Mal refeito da emoção, volto à morte trágica do Rayan, o menino que um acidente, perfeitamente evitável, precipitou no fundo dum poço, de acesso quase impossível, com mais de trinta metros de profundidade.
Passaram poucos dias e, não obstante a enorme cobertura mediática que lhe foi dada durante o terror e a agonia que o menino sofreu sozinho durante a tentativa inglória para o resgatar com vida das entranhas negras e traiçoeiras da terra em que caíra, e… já parece que nada aconteceu.
Não restam dúvidas de que para todas as pessoas envolvidas na gigantesca missão de salvar o menino, aquela criança era mesmo a coisa mais importante à face da terra. Mas haver tanta gente que apareceu apenas para “assistir ao espetáculo”, e teve a lata de dizer que estava ali por solidariedade porque “as crianças são o melhor do mundo”, isto, meus senhores, chama-se cinismo e hipocrisia.

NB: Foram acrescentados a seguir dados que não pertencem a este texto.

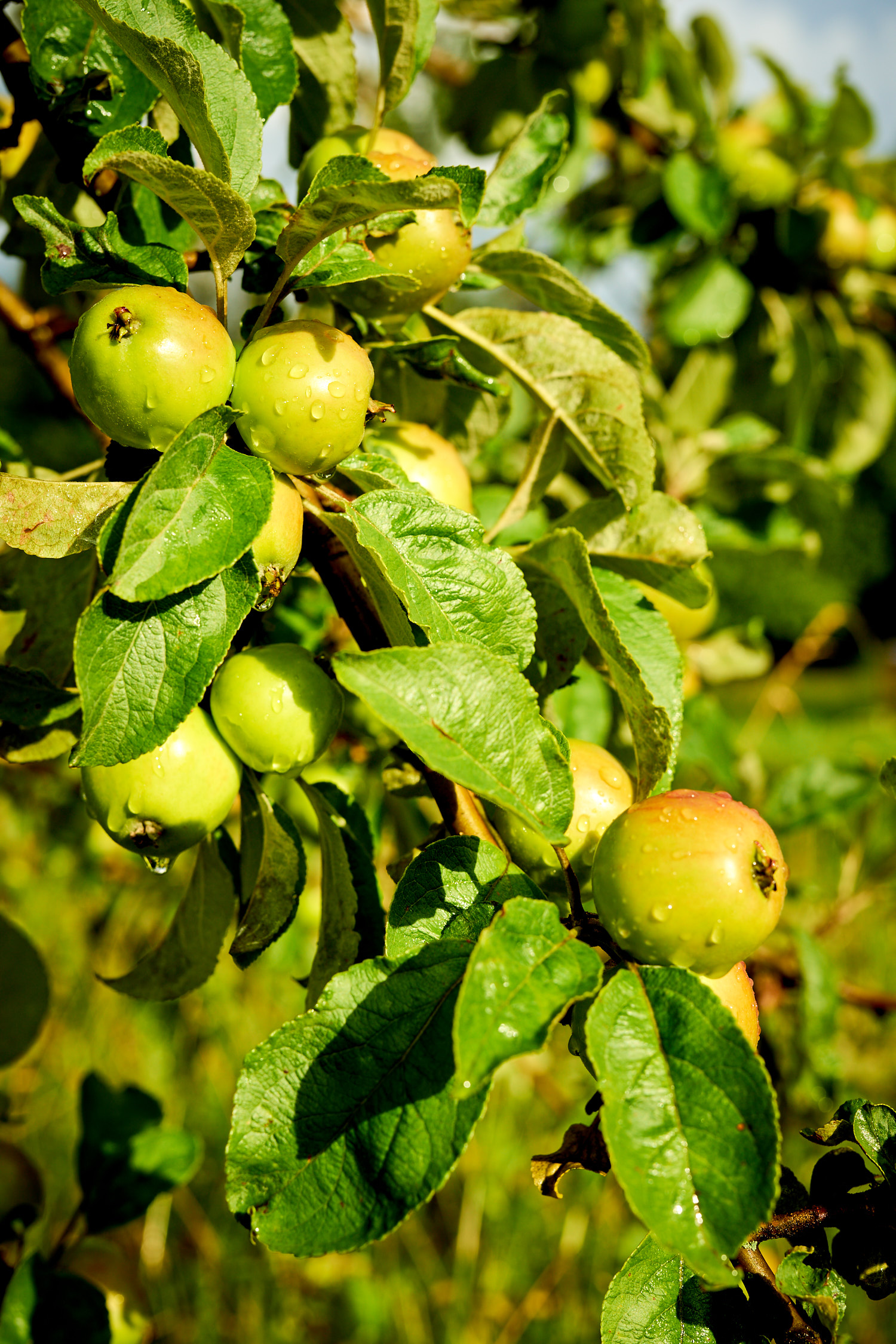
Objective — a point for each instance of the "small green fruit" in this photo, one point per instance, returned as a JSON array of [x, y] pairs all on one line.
[[429, 460], [276, 707], [735, 991], [171, 797], [602, 792], [689, 879], [304, 390], [147, 361], [278, 545]]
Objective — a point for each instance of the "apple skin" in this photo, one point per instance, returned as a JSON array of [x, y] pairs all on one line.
[[276, 707], [602, 793], [735, 991], [686, 622], [183, 789], [304, 390], [144, 388], [428, 460], [689, 879], [280, 542]]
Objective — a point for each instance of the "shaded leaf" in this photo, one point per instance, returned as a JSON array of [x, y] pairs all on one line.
[[689, 1115], [343, 1120], [125, 1158], [452, 890], [26, 992], [143, 667], [473, 718], [523, 975], [188, 953], [272, 873]]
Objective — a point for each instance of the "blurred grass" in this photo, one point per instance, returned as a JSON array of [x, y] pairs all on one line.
[[489, 1261]]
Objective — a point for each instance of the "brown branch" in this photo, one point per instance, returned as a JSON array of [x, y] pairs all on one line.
[[753, 1262], [342, 579], [41, 329]]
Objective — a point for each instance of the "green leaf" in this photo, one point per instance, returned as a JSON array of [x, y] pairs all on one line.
[[42, 1305], [659, 544], [689, 1115], [31, 701], [405, 35], [523, 975], [866, 1124], [546, 283], [328, 78], [699, 195], [636, 643], [468, 714], [188, 953], [125, 1158], [96, 259], [143, 667], [655, 1299], [818, 1288], [453, 587], [452, 890], [370, 918], [343, 1120], [197, 513], [56, 518], [711, 303], [520, 178], [210, 96], [578, 378], [351, 191], [438, 358], [222, 218], [62, 42], [337, 940], [53, 594], [26, 992], [258, 36], [272, 873]]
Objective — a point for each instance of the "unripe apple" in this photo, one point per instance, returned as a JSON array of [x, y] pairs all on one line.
[[147, 361], [689, 879], [278, 545], [735, 991], [602, 792], [429, 460], [355, 140], [686, 622], [20, 1191], [171, 797], [846, 235], [276, 707], [304, 390], [882, 240]]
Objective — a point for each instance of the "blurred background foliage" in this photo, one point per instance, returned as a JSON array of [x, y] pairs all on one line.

Dúvidas? Só para quem for cego, e ainda não se tinha feito o luto, e já muitos dos que choraram lágrimas de crocodilo, segundo as manchetes da comunicação social, rapidamente esqueceram tudo e voltaram a brindar-nos com as mesmas futilidades de sempre. Se não vejamos:
“Governo escondeu seca durante as eleições”; “O plano de Moniz para tirar a liderança à SIC”; “O Supremo confirma pena de 30 420 euros a cirurgião dos famosos por cirurgia para aumentar o pénis que correu mal”; “Jovem era viciado em vídeos de massacres nas escolas”; “Todos (os putativos ministeriáveis), à espera que o seu telemóvel toque”; “ PJ investiga malas de dinheiro do Benfica no caso Saco Azul” “Sabe qual é o peso ideal do seu cão?”; “Santos Silva quer ser Presidente da Assembleia da República”; “Planeia matança para vingar batota”; “Puritanos do Chega em negócios de sexo”; “A gente do Costa”; “Luxo na melhor neve dos Alpes”;
Enquanto isto, milhões de crianças:
- São diariamente descartadas ainda antes de desabrocharem para a vida;
- Procuram matar a fome vasculhando o lixo e repartindo entre si os desperdícios de festas e jantaradas que são uma ofensa à pobreza;
- Quantas vezes com a colaboração dos pais, são aliciadas, traficadas, alugadas, trocadas, compradas, escravizada, lançadas nas redes de prostituição infantil e de mendicidade nas ruas das grandes cidades por redes criminosas que, quando não vêm satisfeita a sua ganância insaciável, sem dó nem piedade, as abandonam entregues a si próprias, vítimas indefesas da ignorância e da miséria para onde as arrastaram;
- Sem tempo para ir à escola, para brincar e serem crianças felizes, caem nas mãos de grupos terroristas que fazem delas “carne para canhão” e as atiram para a morte certa em todo o tipo de guerras e de sabotagens.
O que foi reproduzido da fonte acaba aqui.